Per preparare la grande celebrazione del 12 ottobre, varie repliche dell’immagine sacra hanno circolato durante un anno intero in tutto il Paese. Passano da una parrocchia all’altra, visitano le piccole comunità, a volte durante la settimana si fermano ogni notte nella casa di una famiglia diversa. Provocano incontri, valorizzano le periferie, toccano con mano la vita quotidiana.
Ripetono, in qualche modo, il Vangelo della visitazione e ci stimolano a ripensare volti e strategie di una chiesa “di strada”.

* La teoria del “branqueamento” ha preso piede in Brasile all’inizio del secolo XX, considerando l’uomo bianco europeo come miglior riferimento in termini di salute, bellezza e civiltà. Attraverso le generazioni, i discendenti degli africani sarebbero divenuti a poco a poco sempre più bianchi e puri. La società di oggi, pur se in modo velato, replica questo pregiudizio. L’iconografia religiosa in molti casi lo rafforza.

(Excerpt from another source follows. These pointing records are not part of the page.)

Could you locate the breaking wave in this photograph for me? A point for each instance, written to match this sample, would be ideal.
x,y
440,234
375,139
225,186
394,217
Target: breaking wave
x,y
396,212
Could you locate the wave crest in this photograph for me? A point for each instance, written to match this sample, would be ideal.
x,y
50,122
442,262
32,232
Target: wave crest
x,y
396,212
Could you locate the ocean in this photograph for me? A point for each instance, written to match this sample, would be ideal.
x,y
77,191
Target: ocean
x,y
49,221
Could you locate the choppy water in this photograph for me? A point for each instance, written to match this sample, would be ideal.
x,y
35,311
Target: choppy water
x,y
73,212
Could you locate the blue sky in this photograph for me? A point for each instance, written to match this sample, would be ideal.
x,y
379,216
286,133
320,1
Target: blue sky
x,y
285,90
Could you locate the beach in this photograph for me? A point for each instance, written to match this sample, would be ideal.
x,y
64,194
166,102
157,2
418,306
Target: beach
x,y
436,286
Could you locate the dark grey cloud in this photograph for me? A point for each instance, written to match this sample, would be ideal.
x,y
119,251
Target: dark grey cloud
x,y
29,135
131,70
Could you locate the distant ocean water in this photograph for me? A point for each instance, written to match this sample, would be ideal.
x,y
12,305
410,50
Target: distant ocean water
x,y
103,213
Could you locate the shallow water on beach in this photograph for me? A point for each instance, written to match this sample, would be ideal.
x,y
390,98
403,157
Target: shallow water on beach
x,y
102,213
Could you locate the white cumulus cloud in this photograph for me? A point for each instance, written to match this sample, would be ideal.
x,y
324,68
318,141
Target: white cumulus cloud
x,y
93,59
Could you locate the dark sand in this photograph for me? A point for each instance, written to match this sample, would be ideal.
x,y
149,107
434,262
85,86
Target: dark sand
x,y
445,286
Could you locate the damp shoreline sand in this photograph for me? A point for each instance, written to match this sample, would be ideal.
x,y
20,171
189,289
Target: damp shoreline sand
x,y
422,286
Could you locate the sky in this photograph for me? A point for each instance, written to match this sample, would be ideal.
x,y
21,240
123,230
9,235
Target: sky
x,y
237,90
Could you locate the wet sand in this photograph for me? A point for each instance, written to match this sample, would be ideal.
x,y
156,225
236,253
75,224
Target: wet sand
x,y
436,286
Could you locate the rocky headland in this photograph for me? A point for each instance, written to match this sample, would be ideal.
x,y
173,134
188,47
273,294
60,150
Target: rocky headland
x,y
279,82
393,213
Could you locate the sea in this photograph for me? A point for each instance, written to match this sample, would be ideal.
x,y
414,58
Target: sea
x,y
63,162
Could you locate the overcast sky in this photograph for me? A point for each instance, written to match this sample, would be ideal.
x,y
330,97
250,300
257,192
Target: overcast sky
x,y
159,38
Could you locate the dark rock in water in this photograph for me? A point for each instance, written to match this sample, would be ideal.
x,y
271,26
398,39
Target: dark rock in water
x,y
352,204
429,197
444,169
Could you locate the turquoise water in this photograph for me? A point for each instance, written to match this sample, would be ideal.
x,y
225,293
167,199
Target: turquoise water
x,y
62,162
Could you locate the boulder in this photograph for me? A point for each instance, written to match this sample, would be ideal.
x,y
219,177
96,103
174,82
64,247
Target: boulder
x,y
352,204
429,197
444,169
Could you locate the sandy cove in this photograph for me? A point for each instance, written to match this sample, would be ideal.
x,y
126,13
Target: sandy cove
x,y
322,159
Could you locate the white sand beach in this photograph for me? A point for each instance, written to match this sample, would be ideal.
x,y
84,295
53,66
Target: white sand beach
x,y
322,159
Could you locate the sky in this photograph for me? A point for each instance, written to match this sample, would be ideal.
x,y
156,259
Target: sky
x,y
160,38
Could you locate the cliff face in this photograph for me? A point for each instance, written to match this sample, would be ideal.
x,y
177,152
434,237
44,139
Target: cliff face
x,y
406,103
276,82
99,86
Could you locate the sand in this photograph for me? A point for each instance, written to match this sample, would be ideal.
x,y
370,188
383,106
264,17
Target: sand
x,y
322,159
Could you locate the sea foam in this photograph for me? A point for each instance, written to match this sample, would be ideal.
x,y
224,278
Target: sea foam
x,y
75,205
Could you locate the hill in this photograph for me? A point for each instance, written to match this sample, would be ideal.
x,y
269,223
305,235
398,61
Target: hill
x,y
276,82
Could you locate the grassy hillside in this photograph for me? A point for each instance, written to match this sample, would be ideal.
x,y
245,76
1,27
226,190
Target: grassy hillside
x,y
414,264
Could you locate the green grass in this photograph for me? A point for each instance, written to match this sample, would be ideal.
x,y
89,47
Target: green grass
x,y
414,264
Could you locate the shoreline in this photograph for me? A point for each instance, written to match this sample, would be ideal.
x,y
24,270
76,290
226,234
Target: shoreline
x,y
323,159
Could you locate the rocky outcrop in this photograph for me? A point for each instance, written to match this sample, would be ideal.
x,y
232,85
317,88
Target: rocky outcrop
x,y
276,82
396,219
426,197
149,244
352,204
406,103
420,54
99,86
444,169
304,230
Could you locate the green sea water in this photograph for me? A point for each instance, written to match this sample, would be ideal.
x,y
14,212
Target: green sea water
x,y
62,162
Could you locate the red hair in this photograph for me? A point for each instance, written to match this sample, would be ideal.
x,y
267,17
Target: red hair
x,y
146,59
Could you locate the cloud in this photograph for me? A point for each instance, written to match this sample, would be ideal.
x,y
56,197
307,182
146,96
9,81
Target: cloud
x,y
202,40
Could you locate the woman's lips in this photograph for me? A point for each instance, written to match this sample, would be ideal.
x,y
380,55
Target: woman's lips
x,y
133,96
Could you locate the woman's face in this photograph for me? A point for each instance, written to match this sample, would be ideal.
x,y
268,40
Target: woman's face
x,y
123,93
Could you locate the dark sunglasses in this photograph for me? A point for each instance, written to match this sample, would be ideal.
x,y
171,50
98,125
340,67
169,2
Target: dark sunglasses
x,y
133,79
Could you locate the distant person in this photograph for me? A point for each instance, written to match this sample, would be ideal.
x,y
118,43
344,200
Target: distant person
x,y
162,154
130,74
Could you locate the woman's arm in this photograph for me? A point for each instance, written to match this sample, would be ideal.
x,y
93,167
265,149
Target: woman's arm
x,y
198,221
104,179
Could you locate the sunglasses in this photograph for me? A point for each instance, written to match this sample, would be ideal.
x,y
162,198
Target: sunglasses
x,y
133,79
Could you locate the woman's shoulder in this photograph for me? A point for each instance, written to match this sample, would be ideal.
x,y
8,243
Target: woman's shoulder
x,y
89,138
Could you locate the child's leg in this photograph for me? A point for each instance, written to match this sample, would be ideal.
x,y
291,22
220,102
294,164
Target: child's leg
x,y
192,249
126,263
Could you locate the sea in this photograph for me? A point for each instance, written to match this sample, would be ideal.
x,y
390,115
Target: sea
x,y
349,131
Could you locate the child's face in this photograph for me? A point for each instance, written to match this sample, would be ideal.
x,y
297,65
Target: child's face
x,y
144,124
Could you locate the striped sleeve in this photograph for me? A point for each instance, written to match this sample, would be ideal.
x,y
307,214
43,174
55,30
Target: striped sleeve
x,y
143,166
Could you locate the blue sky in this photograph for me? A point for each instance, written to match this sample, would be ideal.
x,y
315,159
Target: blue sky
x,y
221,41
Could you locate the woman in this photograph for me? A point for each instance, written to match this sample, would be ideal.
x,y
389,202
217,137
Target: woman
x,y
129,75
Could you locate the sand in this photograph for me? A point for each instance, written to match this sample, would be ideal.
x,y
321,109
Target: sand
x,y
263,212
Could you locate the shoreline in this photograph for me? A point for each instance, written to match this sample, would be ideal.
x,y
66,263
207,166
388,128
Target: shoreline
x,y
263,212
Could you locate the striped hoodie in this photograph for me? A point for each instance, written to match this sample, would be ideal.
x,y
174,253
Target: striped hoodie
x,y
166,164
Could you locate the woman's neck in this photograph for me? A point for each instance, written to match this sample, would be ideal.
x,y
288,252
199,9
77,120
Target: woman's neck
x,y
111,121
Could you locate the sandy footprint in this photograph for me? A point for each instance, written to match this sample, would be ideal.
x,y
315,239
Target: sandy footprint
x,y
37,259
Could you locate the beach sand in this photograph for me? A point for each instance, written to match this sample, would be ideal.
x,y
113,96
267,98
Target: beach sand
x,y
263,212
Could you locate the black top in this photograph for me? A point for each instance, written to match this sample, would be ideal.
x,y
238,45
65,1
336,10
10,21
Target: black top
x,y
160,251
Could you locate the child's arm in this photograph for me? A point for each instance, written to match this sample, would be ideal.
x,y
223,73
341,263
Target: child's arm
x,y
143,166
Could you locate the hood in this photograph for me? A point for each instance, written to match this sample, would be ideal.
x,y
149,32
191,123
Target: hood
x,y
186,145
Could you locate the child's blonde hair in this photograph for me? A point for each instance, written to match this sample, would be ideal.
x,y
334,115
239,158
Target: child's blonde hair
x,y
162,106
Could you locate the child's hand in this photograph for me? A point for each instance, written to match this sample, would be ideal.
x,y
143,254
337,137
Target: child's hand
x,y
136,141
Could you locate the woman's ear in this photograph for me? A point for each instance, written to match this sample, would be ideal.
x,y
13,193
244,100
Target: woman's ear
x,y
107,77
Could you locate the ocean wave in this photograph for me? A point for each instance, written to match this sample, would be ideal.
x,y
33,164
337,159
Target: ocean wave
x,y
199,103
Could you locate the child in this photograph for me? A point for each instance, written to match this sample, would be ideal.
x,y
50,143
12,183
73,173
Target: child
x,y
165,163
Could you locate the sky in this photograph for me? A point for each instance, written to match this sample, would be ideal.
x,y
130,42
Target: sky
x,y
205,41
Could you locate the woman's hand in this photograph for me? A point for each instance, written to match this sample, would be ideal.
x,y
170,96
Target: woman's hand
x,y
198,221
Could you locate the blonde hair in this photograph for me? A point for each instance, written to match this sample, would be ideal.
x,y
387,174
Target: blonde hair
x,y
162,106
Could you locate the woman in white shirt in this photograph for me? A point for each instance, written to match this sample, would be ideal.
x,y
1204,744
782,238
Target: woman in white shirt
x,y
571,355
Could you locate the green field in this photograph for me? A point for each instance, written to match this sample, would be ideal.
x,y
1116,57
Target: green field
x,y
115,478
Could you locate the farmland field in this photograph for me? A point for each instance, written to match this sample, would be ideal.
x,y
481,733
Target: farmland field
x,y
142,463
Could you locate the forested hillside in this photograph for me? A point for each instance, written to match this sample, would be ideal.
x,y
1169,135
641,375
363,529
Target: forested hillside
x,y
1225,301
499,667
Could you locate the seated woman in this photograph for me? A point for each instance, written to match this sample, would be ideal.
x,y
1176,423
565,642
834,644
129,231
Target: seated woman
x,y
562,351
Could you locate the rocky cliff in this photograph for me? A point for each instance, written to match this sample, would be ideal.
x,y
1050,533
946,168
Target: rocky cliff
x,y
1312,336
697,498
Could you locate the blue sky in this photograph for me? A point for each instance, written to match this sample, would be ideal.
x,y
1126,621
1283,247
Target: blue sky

**Proprio nel Santuario di Aparecida si è realizzata nel 2007 la 5a Conferenza dei Vescovi Latinoamericani e dei Caraibi. Uno dei punti più significativi del documento finale è la visione di parrocchia come comunità di comunità, decentralizzata, con forte insistenza sulla formazione ed il protagonismo dei laici nei loro ministeri.